Natural infection produces antibodies to the nucleocapsid and all fragments of the spike protein. The highest antibody levels were against the nucleocapsid, full-length spike protein, and the S2 subunit. Antibody levels against RBD were weak and could be a mechanism for new virus variants to evolve
Vaccinated individuals showed high antibody levels against the full-length spike protein, S2 subunit, and much higher levels to the RBD and S1 subunit. These individuals also had cross-reactive antibodies between the spike protein and RBD, absent in natural infection.
The mRNA vaccine likely adopts a protein conformation that presents cross-reactive epitopes. This could be useful against emerging virus variants and suggests the antibodies produced could still be effective against them.

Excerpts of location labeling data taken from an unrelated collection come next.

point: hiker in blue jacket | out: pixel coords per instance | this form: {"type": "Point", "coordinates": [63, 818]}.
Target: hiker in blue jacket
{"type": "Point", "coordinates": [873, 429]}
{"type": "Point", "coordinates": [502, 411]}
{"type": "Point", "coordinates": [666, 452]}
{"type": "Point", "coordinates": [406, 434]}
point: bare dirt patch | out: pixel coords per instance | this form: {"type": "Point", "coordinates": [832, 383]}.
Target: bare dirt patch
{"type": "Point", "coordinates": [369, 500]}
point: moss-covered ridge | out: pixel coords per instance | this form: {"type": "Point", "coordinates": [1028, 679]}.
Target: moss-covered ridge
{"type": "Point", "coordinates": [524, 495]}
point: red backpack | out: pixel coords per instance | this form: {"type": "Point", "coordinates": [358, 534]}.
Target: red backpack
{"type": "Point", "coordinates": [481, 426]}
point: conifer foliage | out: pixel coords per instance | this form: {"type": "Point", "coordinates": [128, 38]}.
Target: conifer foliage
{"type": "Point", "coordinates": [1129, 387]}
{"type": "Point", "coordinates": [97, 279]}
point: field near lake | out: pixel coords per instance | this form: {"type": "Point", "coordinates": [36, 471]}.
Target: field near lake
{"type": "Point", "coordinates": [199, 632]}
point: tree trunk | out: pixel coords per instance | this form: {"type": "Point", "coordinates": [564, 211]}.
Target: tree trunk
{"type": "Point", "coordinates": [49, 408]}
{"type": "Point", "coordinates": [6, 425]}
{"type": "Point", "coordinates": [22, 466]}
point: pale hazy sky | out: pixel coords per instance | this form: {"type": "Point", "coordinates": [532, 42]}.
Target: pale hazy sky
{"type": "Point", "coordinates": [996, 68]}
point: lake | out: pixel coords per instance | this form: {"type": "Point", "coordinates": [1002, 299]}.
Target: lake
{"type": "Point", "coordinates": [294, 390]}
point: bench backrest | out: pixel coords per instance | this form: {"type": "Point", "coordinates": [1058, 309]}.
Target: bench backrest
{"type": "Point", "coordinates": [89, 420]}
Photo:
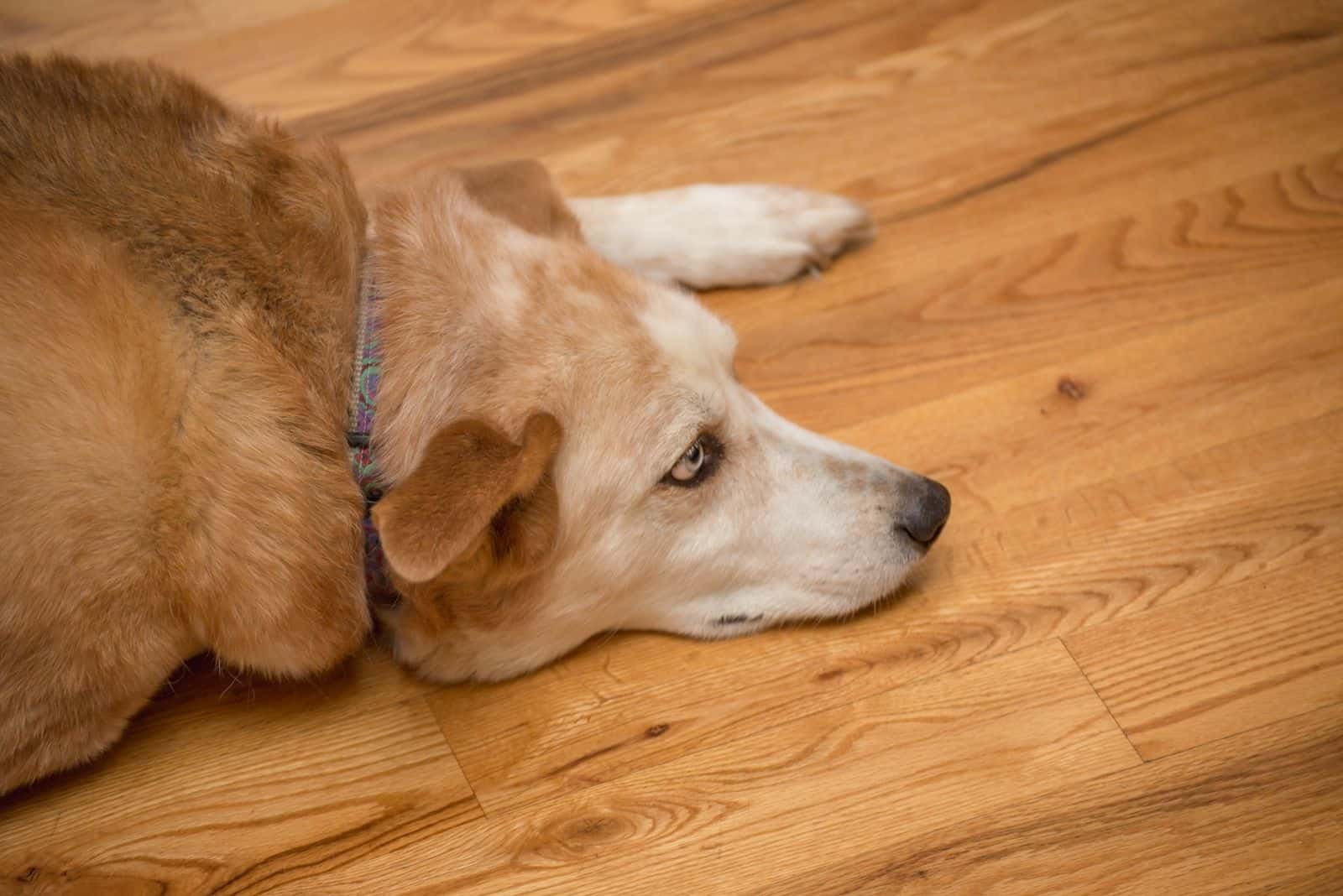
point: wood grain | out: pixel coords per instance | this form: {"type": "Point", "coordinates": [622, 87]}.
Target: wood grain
{"type": "Point", "coordinates": [1228, 660]}
{"type": "Point", "coordinates": [1256, 813]}
{"type": "Point", "coordinates": [1105, 306]}
{"type": "Point", "coordinates": [832, 782]}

mRNA vaccines elicit a strong antibody response
Natural infection produces a uniform level of antibodies against the nucleocapsid and spike protein. Vaccinated individuals fall into two groups, those with antibodies against the nucleocapsid protein and those without. Those with nucleocapsid antibodies may have been infected naturally before.
Longitudinal specimens taken at weekly intervals from 9 individuals pre- and post-mRNA vaccination. Individual differ substantially in their response to the prime. Five individuals had low baseline NP reactivity that did not change post-vaccination. Four individuals had elevated NP reactivity at baseline which also did not change significantly post-vaccination; subject #3 was a recovered confirmed COVID case. In this small group, higher baseline NP predicts a higher response after the prime. These results support a directive to get the boost in order to achieve more uniform protection within a population of individuals.

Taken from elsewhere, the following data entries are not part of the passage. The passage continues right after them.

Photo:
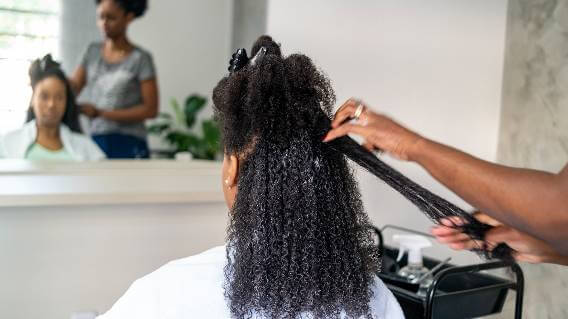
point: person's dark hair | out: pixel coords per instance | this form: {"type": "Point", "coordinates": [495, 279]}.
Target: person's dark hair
{"type": "Point", "coordinates": [137, 7]}
{"type": "Point", "coordinates": [46, 67]}
{"type": "Point", "coordinates": [298, 238]}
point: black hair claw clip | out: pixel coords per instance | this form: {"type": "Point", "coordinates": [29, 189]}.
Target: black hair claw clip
{"type": "Point", "coordinates": [238, 60]}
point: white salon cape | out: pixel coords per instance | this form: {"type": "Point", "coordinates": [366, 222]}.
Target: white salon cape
{"type": "Point", "coordinates": [192, 287]}
{"type": "Point", "coordinates": [15, 144]}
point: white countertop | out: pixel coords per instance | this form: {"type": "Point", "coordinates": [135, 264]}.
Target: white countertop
{"type": "Point", "coordinates": [25, 183]}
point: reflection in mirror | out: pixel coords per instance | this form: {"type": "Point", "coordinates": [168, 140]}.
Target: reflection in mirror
{"type": "Point", "coordinates": [142, 84]}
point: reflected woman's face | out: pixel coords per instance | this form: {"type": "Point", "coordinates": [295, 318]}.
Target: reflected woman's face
{"type": "Point", "coordinates": [48, 101]}
{"type": "Point", "coordinates": [112, 19]}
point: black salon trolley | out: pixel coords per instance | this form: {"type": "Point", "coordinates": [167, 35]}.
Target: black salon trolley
{"type": "Point", "coordinates": [456, 292]}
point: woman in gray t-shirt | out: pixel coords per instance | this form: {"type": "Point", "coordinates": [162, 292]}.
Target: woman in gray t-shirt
{"type": "Point", "coordinates": [116, 83]}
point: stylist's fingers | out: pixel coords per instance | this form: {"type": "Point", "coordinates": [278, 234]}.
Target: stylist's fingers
{"type": "Point", "coordinates": [345, 129]}
{"type": "Point", "coordinates": [346, 111]}
{"type": "Point", "coordinates": [486, 219]}
{"type": "Point", "coordinates": [368, 146]}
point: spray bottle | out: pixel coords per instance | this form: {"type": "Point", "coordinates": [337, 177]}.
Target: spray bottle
{"type": "Point", "coordinates": [414, 271]}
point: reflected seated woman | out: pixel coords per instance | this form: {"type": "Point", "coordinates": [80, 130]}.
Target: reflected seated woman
{"type": "Point", "coordinates": [52, 131]}
{"type": "Point", "coordinates": [298, 242]}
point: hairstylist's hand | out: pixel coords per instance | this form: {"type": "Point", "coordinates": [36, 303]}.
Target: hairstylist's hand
{"type": "Point", "coordinates": [527, 248]}
{"type": "Point", "coordinates": [379, 131]}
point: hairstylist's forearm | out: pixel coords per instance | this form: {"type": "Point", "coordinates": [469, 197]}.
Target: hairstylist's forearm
{"type": "Point", "coordinates": [533, 201]}
{"type": "Point", "coordinates": [130, 115]}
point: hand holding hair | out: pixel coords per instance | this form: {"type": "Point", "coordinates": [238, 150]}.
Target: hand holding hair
{"type": "Point", "coordinates": [379, 131]}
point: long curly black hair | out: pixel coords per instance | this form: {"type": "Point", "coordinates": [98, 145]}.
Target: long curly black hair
{"type": "Point", "coordinates": [298, 239]}
{"type": "Point", "coordinates": [137, 7]}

Some individuals showed good antibody levels after the first dose, but most required a booster dose for robust antibody levels, which were seen about 35 days after the first dose. The data also suggests people who have been infected naturally before have a more robust antibody response to the vaccine.
The study results are similar to the antibody levels seen in clinical trials of the mRNA vaccines, showing rapid production of antibodies. High levels of antibodies against the RBD seen in vaccinated individuals suggest good protection. The RBD is the portion of the spike protein that binds to the angiotensin-converting enzyme 2 (ACE2) receptor on host cells.

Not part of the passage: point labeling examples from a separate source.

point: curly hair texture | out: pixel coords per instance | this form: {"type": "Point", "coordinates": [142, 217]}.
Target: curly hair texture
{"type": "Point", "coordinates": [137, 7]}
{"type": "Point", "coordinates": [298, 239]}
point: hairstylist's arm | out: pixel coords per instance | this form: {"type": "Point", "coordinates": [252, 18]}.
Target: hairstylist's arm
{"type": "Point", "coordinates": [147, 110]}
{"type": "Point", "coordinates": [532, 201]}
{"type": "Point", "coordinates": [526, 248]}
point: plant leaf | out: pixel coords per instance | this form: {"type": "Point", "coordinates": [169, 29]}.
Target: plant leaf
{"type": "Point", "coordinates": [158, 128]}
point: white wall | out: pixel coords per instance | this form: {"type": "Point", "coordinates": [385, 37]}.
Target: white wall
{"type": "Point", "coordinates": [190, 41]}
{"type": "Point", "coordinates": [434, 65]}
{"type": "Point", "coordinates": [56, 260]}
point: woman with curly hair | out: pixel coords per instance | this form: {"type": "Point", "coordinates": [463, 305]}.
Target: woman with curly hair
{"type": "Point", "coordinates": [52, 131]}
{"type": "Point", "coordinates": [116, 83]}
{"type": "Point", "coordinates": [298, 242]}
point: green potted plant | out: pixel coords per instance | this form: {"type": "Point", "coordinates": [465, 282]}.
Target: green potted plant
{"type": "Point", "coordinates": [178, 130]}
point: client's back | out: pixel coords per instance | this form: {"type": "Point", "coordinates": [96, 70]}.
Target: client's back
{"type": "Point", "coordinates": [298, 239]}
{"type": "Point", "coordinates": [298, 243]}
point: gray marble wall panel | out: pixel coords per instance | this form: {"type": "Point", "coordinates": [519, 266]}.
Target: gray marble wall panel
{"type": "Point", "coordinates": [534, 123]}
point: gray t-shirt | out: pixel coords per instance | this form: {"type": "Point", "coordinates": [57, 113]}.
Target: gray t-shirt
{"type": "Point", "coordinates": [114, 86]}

Antibodies from natural infection do not have high levels against the RBD. This could be because the RBD epitope may be hidden to prevent host immune recognition. The less robust and variable antibody response to natural infection suggests immunity acquired by natural infection may not be as strong as that from vaccination. “We should not assume that previously infected individuals are immune or that they cannot transmit the virus,” write the authors.
Thus, vaccination induces a more robust antibody response, and even people who have been previously infected may benefit from the vaccine.
bioRxiv publishes preliminary scientific reports that are not peer-reviewed and, therefore, should not be regarded as conclusive, guide clinical practice/health-related behavior, or treated as established information.